FIG. 6 is a sectional view of the green compact, showing a part of it in an enlarged manner.

FIG. 7 is a cross-sectional explanatory view of the bearing and a graph showing copper concentration.

[Explanation of symbols]

1 Iron-based raw material powder 2 Copper-based raw material powder (flat powder) 5 bearings 6 green compact 11 Mold 16 Filling section 51 Sliding surface (sliding part)

Front page continuation (51) Int.Cl. ⁷ Identification code FI theme code (reference) F16C 33/14 F16C 33/14 A F term (reference) 3J011 SB02 SB03 SB19 4K018 AA04 AA29 BA02 BB01 CA05 CA14 HA03 KA03

Claims (5)

[Claims] 1. An iron-based and copper-based raw material powder is filled in a filling portion of a molding die, and the raw material powder is pressed to form a green compact,
In a sliding component formed by sintering this green compact, the copper-based raw material powder is a flat powder having an aspect ratio larger than that of the iron-based raw material powder, and copper is segregated on the surface side.

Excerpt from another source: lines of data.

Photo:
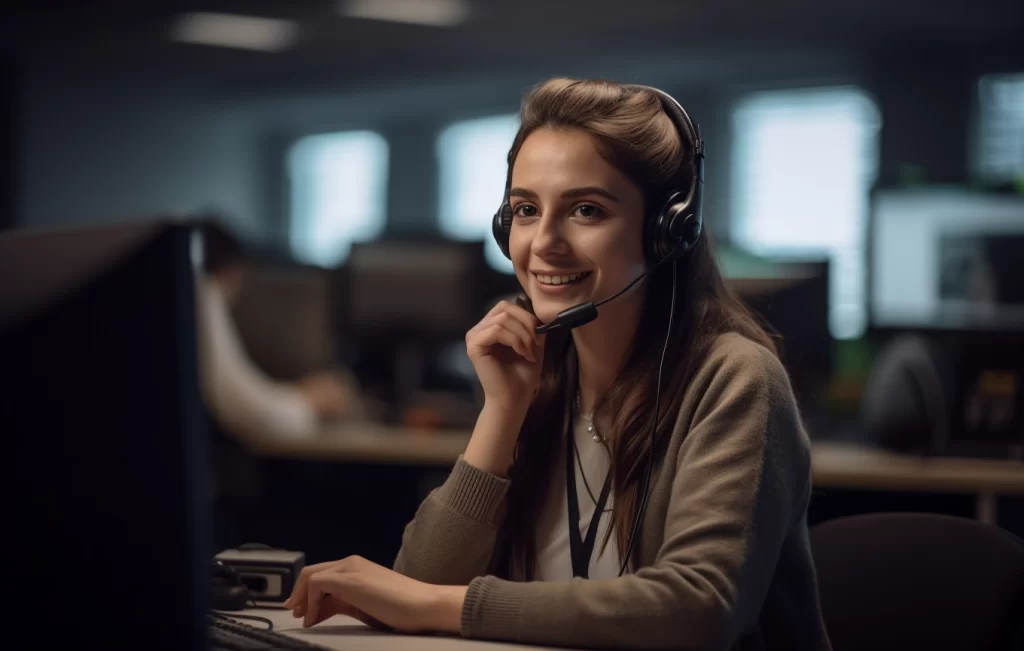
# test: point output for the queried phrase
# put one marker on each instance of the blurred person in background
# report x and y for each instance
(242, 398)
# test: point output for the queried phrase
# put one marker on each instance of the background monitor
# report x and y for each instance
(946, 258)
(104, 434)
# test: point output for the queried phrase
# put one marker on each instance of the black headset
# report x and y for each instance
(672, 231)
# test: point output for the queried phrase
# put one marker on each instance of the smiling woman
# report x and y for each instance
(687, 515)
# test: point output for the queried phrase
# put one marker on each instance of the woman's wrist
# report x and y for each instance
(449, 601)
(493, 443)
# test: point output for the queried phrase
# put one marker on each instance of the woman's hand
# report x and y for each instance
(376, 596)
(507, 355)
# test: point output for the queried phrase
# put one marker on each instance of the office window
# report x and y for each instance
(339, 191)
(999, 128)
(472, 157)
(804, 162)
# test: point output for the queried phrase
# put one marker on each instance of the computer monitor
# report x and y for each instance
(404, 301)
(412, 287)
(792, 297)
(945, 258)
(104, 435)
(285, 317)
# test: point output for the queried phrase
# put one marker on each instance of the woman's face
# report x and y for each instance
(578, 222)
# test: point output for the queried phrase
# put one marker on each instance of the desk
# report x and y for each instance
(834, 465)
(367, 442)
(345, 634)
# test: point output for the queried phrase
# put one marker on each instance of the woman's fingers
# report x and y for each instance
(332, 605)
(297, 598)
(499, 334)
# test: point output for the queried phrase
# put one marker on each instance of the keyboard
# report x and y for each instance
(224, 635)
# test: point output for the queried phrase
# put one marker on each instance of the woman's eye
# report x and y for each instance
(588, 211)
(524, 210)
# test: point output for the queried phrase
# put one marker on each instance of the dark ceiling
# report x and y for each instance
(111, 36)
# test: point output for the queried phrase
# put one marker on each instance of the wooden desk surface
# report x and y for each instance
(836, 465)
(368, 442)
(852, 466)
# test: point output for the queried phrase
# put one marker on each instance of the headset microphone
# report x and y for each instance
(586, 312)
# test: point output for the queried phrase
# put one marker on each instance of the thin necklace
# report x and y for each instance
(590, 428)
(583, 474)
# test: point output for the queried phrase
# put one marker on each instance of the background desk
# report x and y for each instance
(400, 466)
(346, 634)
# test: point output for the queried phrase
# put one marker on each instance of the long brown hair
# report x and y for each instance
(636, 136)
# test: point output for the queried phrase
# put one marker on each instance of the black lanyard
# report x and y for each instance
(581, 551)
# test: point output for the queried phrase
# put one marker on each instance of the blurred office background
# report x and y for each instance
(865, 184)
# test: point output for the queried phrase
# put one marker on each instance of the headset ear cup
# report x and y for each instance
(502, 226)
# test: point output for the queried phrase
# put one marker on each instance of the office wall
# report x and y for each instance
(91, 152)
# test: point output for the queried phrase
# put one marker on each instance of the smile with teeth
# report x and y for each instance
(560, 279)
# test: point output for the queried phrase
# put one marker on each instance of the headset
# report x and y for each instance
(670, 233)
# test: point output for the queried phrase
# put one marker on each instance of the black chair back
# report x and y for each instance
(914, 580)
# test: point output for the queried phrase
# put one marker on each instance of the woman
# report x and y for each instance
(721, 559)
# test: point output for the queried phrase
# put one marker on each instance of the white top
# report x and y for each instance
(553, 559)
(243, 399)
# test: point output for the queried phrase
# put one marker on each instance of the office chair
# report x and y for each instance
(914, 580)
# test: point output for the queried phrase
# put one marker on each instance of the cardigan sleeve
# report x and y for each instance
(741, 482)
(453, 536)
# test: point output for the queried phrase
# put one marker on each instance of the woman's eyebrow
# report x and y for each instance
(574, 192)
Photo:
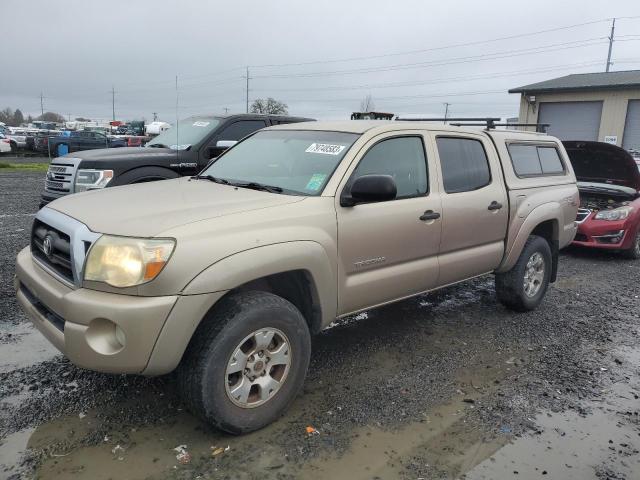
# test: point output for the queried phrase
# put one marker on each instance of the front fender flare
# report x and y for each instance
(242, 267)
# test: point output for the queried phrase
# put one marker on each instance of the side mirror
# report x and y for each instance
(370, 188)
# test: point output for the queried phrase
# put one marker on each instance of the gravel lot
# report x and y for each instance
(445, 385)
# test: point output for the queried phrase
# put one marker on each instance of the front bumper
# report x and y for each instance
(618, 235)
(81, 323)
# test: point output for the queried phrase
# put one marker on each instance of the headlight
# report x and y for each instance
(615, 214)
(90, 179)
(125, 261)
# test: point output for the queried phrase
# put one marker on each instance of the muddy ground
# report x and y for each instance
(445, 385)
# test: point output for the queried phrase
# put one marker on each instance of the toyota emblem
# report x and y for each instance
(47, 245)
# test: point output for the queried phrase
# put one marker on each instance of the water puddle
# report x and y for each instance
(26, 347)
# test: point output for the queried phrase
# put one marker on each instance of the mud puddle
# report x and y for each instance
(602, 441)
(22, 345)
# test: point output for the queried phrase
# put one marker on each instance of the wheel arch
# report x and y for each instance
(300, 272)
(544, 222)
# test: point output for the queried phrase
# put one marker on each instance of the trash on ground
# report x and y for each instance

And sliding parts. 2. The sliding component according to claim 1, wherein the surface copper coverage of the sliding portion is 60% or more. 3. The sliding component according to claim 1, wherein the flat powder has an aspect ratio of 10 or more. 4. The ratio of the copper-based raw material powder is 20% of the whole.
The sliding component according to claim 2, wherein the sliding component is about 70% by weight. 5. A slide obtained by filling an iron-based and copper-based raw material powder into a filling portion of a molding die, pressurizing the raw material powder to form a green compact, and sintering the green compact. In the method of manufacturing a moving part, a flat powder having a larger aspect ratio than the iron-based raw material powder is used for the copper-based raw material powder, and the copper-based raw material powder in the filling portion is oscillated on the surface side of the green compact. A method for manufacturing a sliding component, characterized by segregating.